Opeens stond Jezus voor de kinderwagen. Hij strekte Zijn armen naar me uit en zei: ‘Kom maar!’ Hij tilde me op, legde een arm om de schouder van mijn moeder, en legde mij in haar armen. Toen ik zo aan de borst van mijn moeder lag, was alles goed, rustig en vredig. Er was houvast, er was leven. Leven omdat ik wist dat ik er mocht zijn en geliefd was.

Jezus vertelt me door Johannes 17: 12 dat ik niet alleen als baby mocht leven, maar nu ook als volwassene: ‘Ik bewaarde hen in Uw Naam. Hen  die U Mij gegeven hebt, heb Ik bewaard…’, zegt Hij in Zijn hogepriesterlijk gebed tegen God de Vader. Jezus heeft over mij gewaakt en ik ben niet verloren gegaan. Ik kan en mag leven!

Een klein meisje heeft een moeder nodig om op te groeien. Maar om volwassen te worden hebben we Jezus nodig. Ja, we hebben Jezus nodig in ons levenslange groeiproces om volwassen te worden.

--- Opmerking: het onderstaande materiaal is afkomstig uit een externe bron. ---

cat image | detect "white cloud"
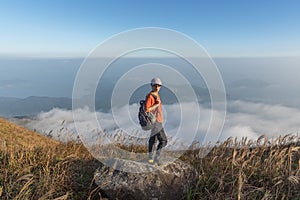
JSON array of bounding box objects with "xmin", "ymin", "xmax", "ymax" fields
[{"xmin": 18, "ymin": 101, "xmax": 300, "ymax": 147}]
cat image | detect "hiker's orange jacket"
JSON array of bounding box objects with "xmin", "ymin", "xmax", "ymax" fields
[{"xmin": 146, "ymin": 92, "xmax": 164, "ymax": 123}]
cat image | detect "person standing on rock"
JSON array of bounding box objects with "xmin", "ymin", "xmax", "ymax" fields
[{"xmin": 145, "ymin": 78, "xmax": 167, "ymax": 164}]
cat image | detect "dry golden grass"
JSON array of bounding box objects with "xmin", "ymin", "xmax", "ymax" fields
[{"xmin": 0, "ymin": 119, "xmax": 101, "ymax": 199}]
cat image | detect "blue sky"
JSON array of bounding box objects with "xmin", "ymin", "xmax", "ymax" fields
[{"xmin": 0, "ymin": 0, "xmax": 300, "ymax": 57}]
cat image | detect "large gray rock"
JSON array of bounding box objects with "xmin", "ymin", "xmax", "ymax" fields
[{"xmin": 95, "ymin": 159, "xmax": 198, "ymax": 200}]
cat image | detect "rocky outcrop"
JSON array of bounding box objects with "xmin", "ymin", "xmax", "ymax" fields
[{"xmin": 95, "ymin": 159, "xmax": 198, "ymax": 200}]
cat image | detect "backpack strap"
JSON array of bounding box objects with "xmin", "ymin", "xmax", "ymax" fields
[{"xmin": 146, "ymin": 92, "xmax": 158, "ymax": 116}]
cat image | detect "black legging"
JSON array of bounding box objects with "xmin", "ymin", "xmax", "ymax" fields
[{"xmin": 148, "ymin": 123, "xmax": 168, "ymax": 160}]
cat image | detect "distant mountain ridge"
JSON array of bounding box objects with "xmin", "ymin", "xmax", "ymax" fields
[{"xmin": 0, "ymin": 85, "xmax": 228, "ymax": 118}]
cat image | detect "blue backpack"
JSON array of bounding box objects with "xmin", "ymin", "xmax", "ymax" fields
[{"xmin": 138, "ymin": 93, "xmax": 157, "ymax": 131}]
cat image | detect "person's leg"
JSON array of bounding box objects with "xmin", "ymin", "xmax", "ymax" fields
[
  {"xmin": 148, "ymin": 135, "xmax": 156, "ymax": 160},
  {"xmin": 154, "ymin": 128, "xmax": 168, "ymax": 162}
]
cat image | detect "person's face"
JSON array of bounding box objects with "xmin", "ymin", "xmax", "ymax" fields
[{"xmin": 152, "ymin": 84, "xmax": 161, "ymax": 92}]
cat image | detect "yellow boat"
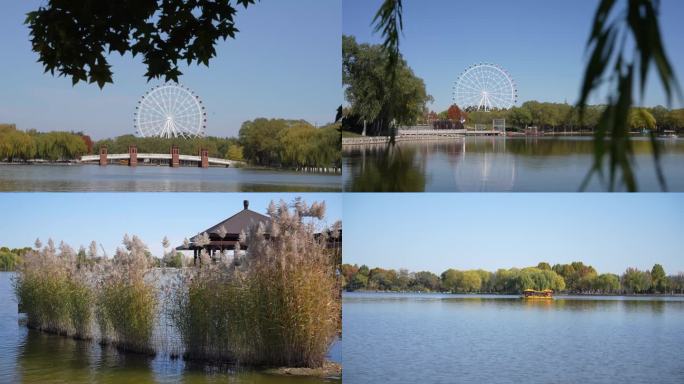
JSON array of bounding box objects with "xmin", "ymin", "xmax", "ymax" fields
[{"xmin": 522, "ymin": 289, "xmax": 553, "ymax": 300}]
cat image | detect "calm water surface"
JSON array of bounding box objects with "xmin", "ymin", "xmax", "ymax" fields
[
  {"xmin": 0, "ymin": 164, "xmax": 342, "ymax": 192},
  {"xmin": 342, "ymin": 137, "xmax": 684, "ymax": 192},
  {"xmin": 342, "ymin": 293, "xmax": 684, "ymax": 384},
  {"xmin": 0, "ymin": 272, "xmax": 341, "ymax": 384}
]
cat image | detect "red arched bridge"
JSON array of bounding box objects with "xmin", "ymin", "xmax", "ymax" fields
[{"xmin": 81, "ymin": 145, "xmax": 243, "ymax": 168}]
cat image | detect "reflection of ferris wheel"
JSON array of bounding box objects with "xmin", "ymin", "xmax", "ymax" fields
[
  {"xmin": 454, "ymin": 63, "xmax": 518, "ymax": 111},
  {"xmin": 134, "ymin": 83, "xmax": 207, "ymax": 138}
]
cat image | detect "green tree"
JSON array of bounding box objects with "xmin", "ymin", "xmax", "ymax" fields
[
  {"xmin": 373, "ymin": 0, "xmax": 682, "ymax": 191},
  {"xmin": 26, "ymin": 0, "xmax": 254, "ymax": 88},
  {"xmin": 594, "ymin": 273, "xmax": 620, "ymax": 293},
  {"xmin": 537, "ymin": 261, "xmax": 551, "ymax": 271},
  {"xmin": 651, "ymin": 264, "xmax": 669, "ymax": 293},
  {"xmin": 342, "ymin": 36, "xmax": 432, "ymax": 134},
  {"xmin": 440, "ymin": 269, "xmax": 463, "ymax": 292},
  {"xmin": 622, "ymin": 268, "xmax": 651, "ymax": 293}
]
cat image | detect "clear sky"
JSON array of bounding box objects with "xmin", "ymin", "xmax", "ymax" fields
[
  {"xmin": 342, "ymin": 0, "xmax": 684, "ymax": 111},
  {"xmin": 343, "ymin": 193, "xmax": 684, "ymax": 274},
  {"xmin": 0, "ymin": 192, "xmax": 342, "ymax": 255},
  {"xmin": 0, "ymin": 0, "xmax": 342, "ymax": 138}
]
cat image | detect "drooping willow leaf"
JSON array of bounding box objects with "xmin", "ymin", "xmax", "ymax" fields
[{"xmin": 578, "ymin": 0, "xmax": 681, "ymax": 191}]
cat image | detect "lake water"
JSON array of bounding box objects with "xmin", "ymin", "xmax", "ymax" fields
[
  {"xmin": 0, "ymin": 164, "xmax": 342, "ymax": 192},
  {"xmin": 0, "ymin": 272, "xmax": 341, "ymax": 384},
  {"xmin": 342, "ymin": 293, "xmax": 684, "ymax": 384},
  {"xmin": 342, "ymin": 137, "xmax": 684, "ymax": 192}
]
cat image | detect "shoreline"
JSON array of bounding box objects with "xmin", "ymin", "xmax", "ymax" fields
[
  {"xmin": 0, "ymin": 160, "xmax": 342, "ymax": 176},
  {"xmin": 343, "ymin": 289, "xmax": 684, "ymax": 297}
]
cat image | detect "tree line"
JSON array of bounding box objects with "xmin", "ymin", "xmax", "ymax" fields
[
  {"xmin": 0, "ymin": 124, "xmax": 93, "ymax": 161},
  {"xmin": 0, "ymin": 118, "xmax": 341, "ymax": 169},
  {"xmin": 430, "ymin": 101, "xmax": 684, "ymax": 132},
  {"xmin": 341, "ymin": 261, "xmax": 684, "ymax": 294},
  {"xmin": 342, "ymin": 36, "xmax": 433, "ymax": 135}
]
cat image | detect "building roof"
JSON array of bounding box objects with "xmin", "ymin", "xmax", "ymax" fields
[{"xmin": 190, "ymin": 200, "xmax": 271, "ymax": 242}]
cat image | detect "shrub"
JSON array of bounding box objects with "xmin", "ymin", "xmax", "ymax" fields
[
  {"xmin": 97, "ymin": 236, "xmax": 157, "ymax": 354},
  {"xmin": 14, "ymin": 241, "xmax": 94, "ymax": 338},
  {"xmin": 173, "ymin": 200, "xmax": 341, "ymax": 367}
]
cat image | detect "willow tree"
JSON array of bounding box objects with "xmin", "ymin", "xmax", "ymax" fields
[{"xmin": 373, "ymin": 0, "xmax": 682, "ymax": 191}]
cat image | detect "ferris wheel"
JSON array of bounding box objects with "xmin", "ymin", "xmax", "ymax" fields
[
  {"xmin": 133, "ymin": 83, "xmax": 207, "ymax": 138},
  {"xmin": 453, "ymin": 63, "xmax": 518, "ymax": 111}
]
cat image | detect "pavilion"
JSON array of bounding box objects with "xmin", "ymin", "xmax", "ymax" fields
[
  {"xmin": 176, "ymin": 200, "xmax": 271, "ymax": 261},
  {"xmin": 176, "ymin": 200, "xmax": 342, "ymax": 263}
]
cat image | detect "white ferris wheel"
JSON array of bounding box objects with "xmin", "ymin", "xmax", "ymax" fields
[
  {"xmin": 134, "ymin": 83, "xmax": 207, "ymax": 138},
  {"xmin": 453, "ymin": 63, "xmax": 518, "ymax": 111}
]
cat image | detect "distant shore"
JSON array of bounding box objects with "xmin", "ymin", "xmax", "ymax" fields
[
  {"xmin": 344, "ymin": 289, "xmax": 684, "ymax": 297},
  {"xmin": 0, "ymin": 160, "xmax": 342, "ymax": 175}
]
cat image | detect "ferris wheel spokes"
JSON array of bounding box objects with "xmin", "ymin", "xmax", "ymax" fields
[{"xmin": 134, "ymin": 83, "xmax": 207, "ymax": 138}]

Het is een proces, volwassen worden. Een lange weg. God bemoedigt mij op die weg. Een conferentie was voor mij zo’n bemoediging. Ik ben er als een rijker mens vandaan gekomen. Wat er gezegd werd over de derde weg, namelijk het accepteren van de gevoelens die er zijn, heeft me veel rust gegeven. Als ik eraan terugdenk, dan denk ik aan een arm waarvan de hand zich tot een vuist balt. Alle spieren in de arm zijn daarbij aangespannen. Maar als de vuist een open hand wordt, dan ontspannen alle spieren zich. Met andere woorden: vecht niet meer tegen jezelf door steeds te zeggen dat je van je gevoelens af moet komen, maar laat dat gevecht los en geef het uit handen aan Jezus. Dan kan je je ontspannen en zijn er dingen mogelijk die je voor onmogelijk hield.

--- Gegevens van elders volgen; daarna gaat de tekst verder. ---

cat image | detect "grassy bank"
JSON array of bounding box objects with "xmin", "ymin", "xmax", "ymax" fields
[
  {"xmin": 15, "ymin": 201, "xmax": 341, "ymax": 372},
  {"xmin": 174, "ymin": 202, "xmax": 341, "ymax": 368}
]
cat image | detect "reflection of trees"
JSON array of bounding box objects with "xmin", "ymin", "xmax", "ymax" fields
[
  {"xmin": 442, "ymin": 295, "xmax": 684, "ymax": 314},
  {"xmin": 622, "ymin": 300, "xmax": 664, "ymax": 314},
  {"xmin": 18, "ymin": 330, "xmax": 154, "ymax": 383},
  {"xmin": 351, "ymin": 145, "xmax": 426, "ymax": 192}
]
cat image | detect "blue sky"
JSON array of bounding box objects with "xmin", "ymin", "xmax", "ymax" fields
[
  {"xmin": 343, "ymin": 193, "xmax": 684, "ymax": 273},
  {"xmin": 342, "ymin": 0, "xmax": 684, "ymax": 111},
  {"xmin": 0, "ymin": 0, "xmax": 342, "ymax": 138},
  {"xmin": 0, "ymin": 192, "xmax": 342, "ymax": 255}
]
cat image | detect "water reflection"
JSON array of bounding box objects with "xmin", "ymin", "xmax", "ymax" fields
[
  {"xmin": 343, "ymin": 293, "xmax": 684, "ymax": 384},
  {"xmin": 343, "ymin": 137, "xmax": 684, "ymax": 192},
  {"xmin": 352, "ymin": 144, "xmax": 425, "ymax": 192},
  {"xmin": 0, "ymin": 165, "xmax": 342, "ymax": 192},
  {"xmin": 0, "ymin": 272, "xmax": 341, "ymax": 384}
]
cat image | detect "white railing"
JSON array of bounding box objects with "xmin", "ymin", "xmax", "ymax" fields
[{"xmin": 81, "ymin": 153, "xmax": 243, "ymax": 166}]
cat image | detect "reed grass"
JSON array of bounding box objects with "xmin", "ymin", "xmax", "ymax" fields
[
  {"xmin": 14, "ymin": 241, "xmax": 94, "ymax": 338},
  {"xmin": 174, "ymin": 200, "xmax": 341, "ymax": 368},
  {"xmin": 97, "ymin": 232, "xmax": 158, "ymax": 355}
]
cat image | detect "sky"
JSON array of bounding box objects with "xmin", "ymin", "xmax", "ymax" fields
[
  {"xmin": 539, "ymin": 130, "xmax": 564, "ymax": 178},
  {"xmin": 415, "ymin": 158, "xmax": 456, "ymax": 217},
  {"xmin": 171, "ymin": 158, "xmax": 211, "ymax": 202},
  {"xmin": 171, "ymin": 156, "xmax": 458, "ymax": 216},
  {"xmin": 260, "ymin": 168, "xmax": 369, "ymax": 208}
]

Juist omdat mijn vuist nu een open hand is geworden, kan Jezus Zijn hand in de mijne leggen. Dat is voor mij een bevestiging van wie ik ben en wie ik mag zijn door Hem!

Dankt, dankt nu allen God, met hart en mond en handen. Die grote dingen doet, hier en in alle landen. Die ons van kindsbeen aan, ja van de moederschoot, Zijn Vaderlijke hand en trouwe Liefde bood.